Mag de kerk dat op zó’n moment wel vragen van iemand?

„Ik heb dat zelf juist als positief ervaren. De drukte van dit werk was op dat moment ook heel goed voor me. Het zette me weer terug in het leven, om het zo te zeggen. De tijd rond de ziekte en het overlijden van m’n vrouw was voor mij en voor m’n twee kinderen een bijzonder zware periode. Maar het werk als preses heeft die tijd zeker niet zwaarder gemaakt; me eerder geholpen.”

Als predikant kende u ziekte van nabij. Wordt het anders als het ineens in je eigen leven komt?

„Voor mij niet. Het klinkt misschien wonderlijk, maar juist door m’n werk als predikant wist ik wat het was. In het pastoraat was ik altijd zeer verbonden met mensen die getroffen werden door ernstige ziekten. In die zin kwam het me niet vreemd voor toen het in ons eigen gezin kwam. Ik wist als predikant wat er in mensenlevens kan gebeuren. Het voorgaan in de gemeente heeft me daarbij ook steeds weer de kracht gegeven om door te gaan. Dat was heel belangrijk voor me.”

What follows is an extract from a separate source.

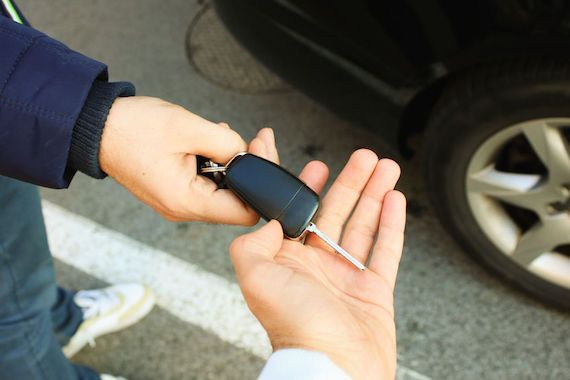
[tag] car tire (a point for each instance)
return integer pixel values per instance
(478, 112)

Op 1 mei 2004 ontstond de Protestantse Kerk. In de eerste synodevergadering werd u gekozen tot preses. Hebt u geaarzeld?

„Ik ben gekózen. En natuurlijk werd me ook gevraagd of ik wilde. Maar het belangrijkste was voor mij dat anderen tegen me zeiden: „Dat kun je, dat moet je doen.” Dat is voor mij ook roeping. Dat andere mensen je de weg wijzen. Ik vond het een uitdaging. Had ook ergens wel het gevoel dat ik het zou kunnen. Voelde me daarbij ook echt protestánts, om het zo maar te zeggen. En heel groot was het verschil ook weer niet, omdat ik als preses van de Gereformeerde Kerken natuurlijk al volop te maken had met de triosynode. Dus de overgang ging vrij geruisloos.”

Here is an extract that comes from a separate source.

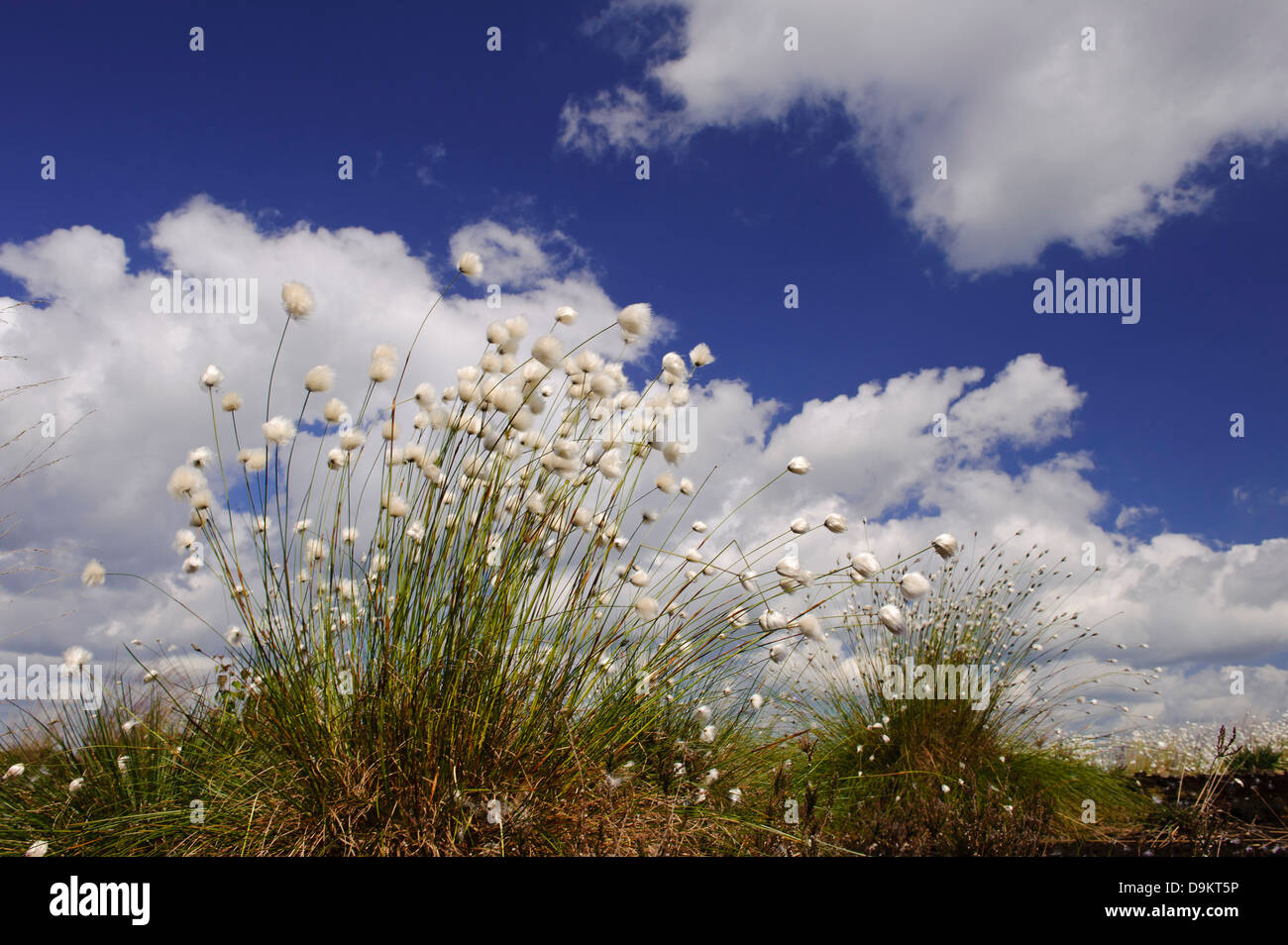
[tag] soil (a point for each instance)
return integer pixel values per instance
(1247, 817)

U bent van gereformeerde origine en werd als preses van de Protestantse Kerk geconfronteerd met de diepe verdeeldheid in hervormde kring. Was dat bevreemdend?

„Niet bevreemdend. Ik wist wat er speelde. Als preses van de Gereformeerde Kerken droeg ik de zorg in de hervormde kring óók al. Wel heb ik de periode van de rechtszaken als uitermate zwaar en moeilijk ervaren. Vooral omdat het zo’n verkeerd beeld van de kerk neerzette in de samenleving. Om over de pijn en het verdriet in de gemeenten en de gezinnen maar niet te spreken. De fusie leidde tot ruzie. Dat vond ik vreselijk.”

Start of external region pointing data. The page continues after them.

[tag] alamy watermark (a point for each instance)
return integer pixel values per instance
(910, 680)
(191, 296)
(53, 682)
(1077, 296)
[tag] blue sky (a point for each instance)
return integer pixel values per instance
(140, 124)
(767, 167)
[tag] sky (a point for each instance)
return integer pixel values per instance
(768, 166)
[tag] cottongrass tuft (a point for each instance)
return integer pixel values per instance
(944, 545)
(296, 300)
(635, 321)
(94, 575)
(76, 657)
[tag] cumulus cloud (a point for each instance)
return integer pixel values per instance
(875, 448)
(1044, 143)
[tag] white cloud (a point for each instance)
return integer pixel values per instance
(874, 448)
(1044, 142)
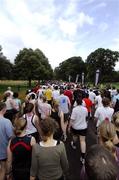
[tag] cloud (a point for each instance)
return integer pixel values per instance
(100, 5)
(71, 25)
(103, 27)
(61, 29)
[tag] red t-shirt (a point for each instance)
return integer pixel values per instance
(69, 94)
(88, 103)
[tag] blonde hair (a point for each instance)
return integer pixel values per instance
(19, 125)
(107, 133)
(115, 119)
(48, 127)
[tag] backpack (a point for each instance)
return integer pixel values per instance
(116, 107)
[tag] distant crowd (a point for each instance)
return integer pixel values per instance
(34, 132)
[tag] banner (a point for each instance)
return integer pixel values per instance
(82, 78)
(97, 77)
(69, 78)
(77, 77)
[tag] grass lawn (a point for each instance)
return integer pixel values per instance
(22, 86)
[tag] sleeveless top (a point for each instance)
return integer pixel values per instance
(30, 128)
(55, 116)
(21, 151)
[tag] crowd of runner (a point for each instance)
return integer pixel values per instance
(33, 133)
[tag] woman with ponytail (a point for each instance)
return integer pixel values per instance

Na drie jaar trad u terug als preses. Hoe heeft de Protestantse Kerk zich volgens u de afgelopen jaren ontwikkeld?

„De kerk is volwassen geworden. Het gaat weer over de inhoud. Ik heb dat ook als preses al mogen meemaken. Een hoogtepunt vond ik toen het ontstaan van de visienota ”Leren leven van de verwondering”. De kerk ging daarmee na al het werk aan de organisatie weer echt werken aan de inhoud en de plaatsbepaling van de kerk in de maatschappij. Dat de kerk weer zo inhoudelijk bezig kan zijn, vind ik een zegen.”

En toen vertrok u in 2007 naar Oosterhout om weer gewoon gemeentepredikant te worden. Is dat niet moeilijk, na zo veel gedaan te hebben in de leiding van de landelijke kerk?

„Als ik mezelf moet omschrijven, dan zeg ik dat ik een pastor en een manager ben. Dat ik nu de overstap maak naar het justitiepastoraat, zegt veel. Daar in de gevangenis is de kerk en hebben mensen pastoraat nodig. Ik vind besturen prachtig, maar pastoraat is voor mij ook ontzettend belangrijk. Ik heb er altijd van gehouden om belijdeniscatechese te geven, om gespreksgroepen te leiden. En ook om crisispastoraat te doen.”

Toch liet u zich in 2008, na anderhalf jaar gemeentepredikant te zijn geweest, overhalen om woordvoerder te worden van het moderamen van de synode.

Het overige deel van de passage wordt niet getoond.